When a Jew Dies: The Ethnography of a Bereaved Son. By Samuel C. Heilman. University of California Press, 271 pp., $29.95.
Samuel C. Heilman begins his terrific book with a terrible cliché: In the United States "the denial of death and a desire to keep it from view are part of the basic outlook." This view, which is now standard fare in books on death and dying, is as false as it is tired.
As anyone mildly conversant with American popular culture can attest, Americans are obsessed with death, which is as ubiquitous in films and on television today as it was when Bambi's mother first expired on the silver screen in 1942. That academics miss this obvious fact may say something about their TV-viewing habits, but it likely says more about their desire to see themselves as intrepid explorers boldly going where no scholar has gone before--a want far more palpable than the supposed desire of Americans to deny death.
Happily, the book improves markedly after the opening. It proceeds on two tracks. Heilman is a professor of Jewish studies and sociology at the City University of New York. He is also a child of concentration camp survivors whose father died in 1996. Rather than suppressing one of these identities, Heilman alternates between them, speaking in two distinct voices (and typefaces) throughout.
As a social anthropologist, he delves into the history of Jewish burial practices and offers insightful interpretations rooted in years of being a participant-observer in Jewish burial societies in Israel and around New York City. As a bereaved son, he describes with admirable honesty his own bewilderment upon learning of his father's death and the chaos that descended upon him as he rent his garments and marked himself as a mourner. The result is a first-rate introduction to Jewish death rites, rewarding to scholars and general readers alike.
Heilman organizes his book temporally, devoting chapters to specific periods between death itself and yahrzeit, the 12-month anniversary of an individual death. Along the way he introduces his readers to tahara (the ritual purification of the dead), leveiya (the funeral), shivah (the seven days after death) and shloshim (the 30 days of mourning). Heilman explains widely known Jewish traditions, such as burying the dead with their feet toward Jerusalem and marking graves with pebbles. He also explores more obscure rites. For example, Jews traditionally open the windows of the room where someone has just died to allow the spirit of the dead to escape, and place the corpse on the floor to facilitate the body's return to the earth. After the corpse is dressed in simple white linen garments and lowered into the traditional plain wood coffin, the fingers are uncurled, Heilman writes, "as if to show that the dead took nothing material along from the world."
Heilman is a committed traditionalist who laments what he calls the "increasing secularization, depersonalization and profanation" of Jewish rites of death. He attributes efforts to update those rites in large measure to misunderstandings of the meanings and ends of Jewish traditions, and describes his book as an effort to correct those misunderstandings.

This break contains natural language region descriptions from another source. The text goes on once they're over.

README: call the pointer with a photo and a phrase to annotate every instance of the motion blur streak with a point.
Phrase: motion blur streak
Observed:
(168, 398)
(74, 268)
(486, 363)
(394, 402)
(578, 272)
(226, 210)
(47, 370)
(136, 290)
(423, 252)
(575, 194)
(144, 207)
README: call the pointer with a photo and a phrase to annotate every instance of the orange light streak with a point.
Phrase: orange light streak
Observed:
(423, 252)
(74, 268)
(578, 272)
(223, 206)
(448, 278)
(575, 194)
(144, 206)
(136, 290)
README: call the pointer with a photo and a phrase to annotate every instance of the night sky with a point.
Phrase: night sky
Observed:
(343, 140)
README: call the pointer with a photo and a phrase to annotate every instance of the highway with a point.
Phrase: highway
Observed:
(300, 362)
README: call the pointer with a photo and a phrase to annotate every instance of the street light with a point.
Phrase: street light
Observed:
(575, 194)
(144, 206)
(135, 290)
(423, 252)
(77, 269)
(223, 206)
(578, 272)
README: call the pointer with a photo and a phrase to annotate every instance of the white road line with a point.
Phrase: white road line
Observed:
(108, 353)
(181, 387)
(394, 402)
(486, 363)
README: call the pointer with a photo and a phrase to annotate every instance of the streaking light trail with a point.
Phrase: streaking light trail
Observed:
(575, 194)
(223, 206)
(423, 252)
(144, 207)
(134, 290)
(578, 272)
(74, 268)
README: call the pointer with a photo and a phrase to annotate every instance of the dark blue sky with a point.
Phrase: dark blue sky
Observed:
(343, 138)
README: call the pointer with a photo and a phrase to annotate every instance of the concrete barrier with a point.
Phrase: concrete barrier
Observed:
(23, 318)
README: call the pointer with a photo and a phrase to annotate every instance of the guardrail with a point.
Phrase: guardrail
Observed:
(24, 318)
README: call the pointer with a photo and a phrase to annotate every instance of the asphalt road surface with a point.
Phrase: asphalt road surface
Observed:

What Heilman misses is the fact that many Jews--especially Reform Jews, whom the book largely ignores--have rejected traditional rites not because they are opaque but because they are transparent. They don't believe in the resurrection of the body, for example, and they are unmoved by the mystical and numerological musings about death that plainly comfort Heilman.
In modern societies, and particularly in the contemporary U.S., religion has become something you choose rather than something you inherit. Some American Jews have tried to combine Judaism and Buddhism, observing both the Sabbath and the precepts of the Buddha. Many more have remained fully and exclusively inside the Jewish community, while agitating internally for changes in the rites of circumcision, marriage and death.
Unfortunately, When a Jew Dies ignores the lamentations of these Jews. Surely Heilman is well equipped to interpret emerging Jewish rites of cremation, for example. But he is content instead to label cremation a "counterfeit" practice, and leave it at that. At least in this case, Heilman's personal voice drowns out his scholarly voice, and his book is the poorer for it.
Still, this is an immensely rewarding book. Not only is Heilman an insightful interpreter of Jewish rites and an honest investigator of his own hopes and fears, he is also a wise man who has much to teach Jews and goyim alike about living in the face of death. Especially in times like ours, such wisdom is welcome indeed.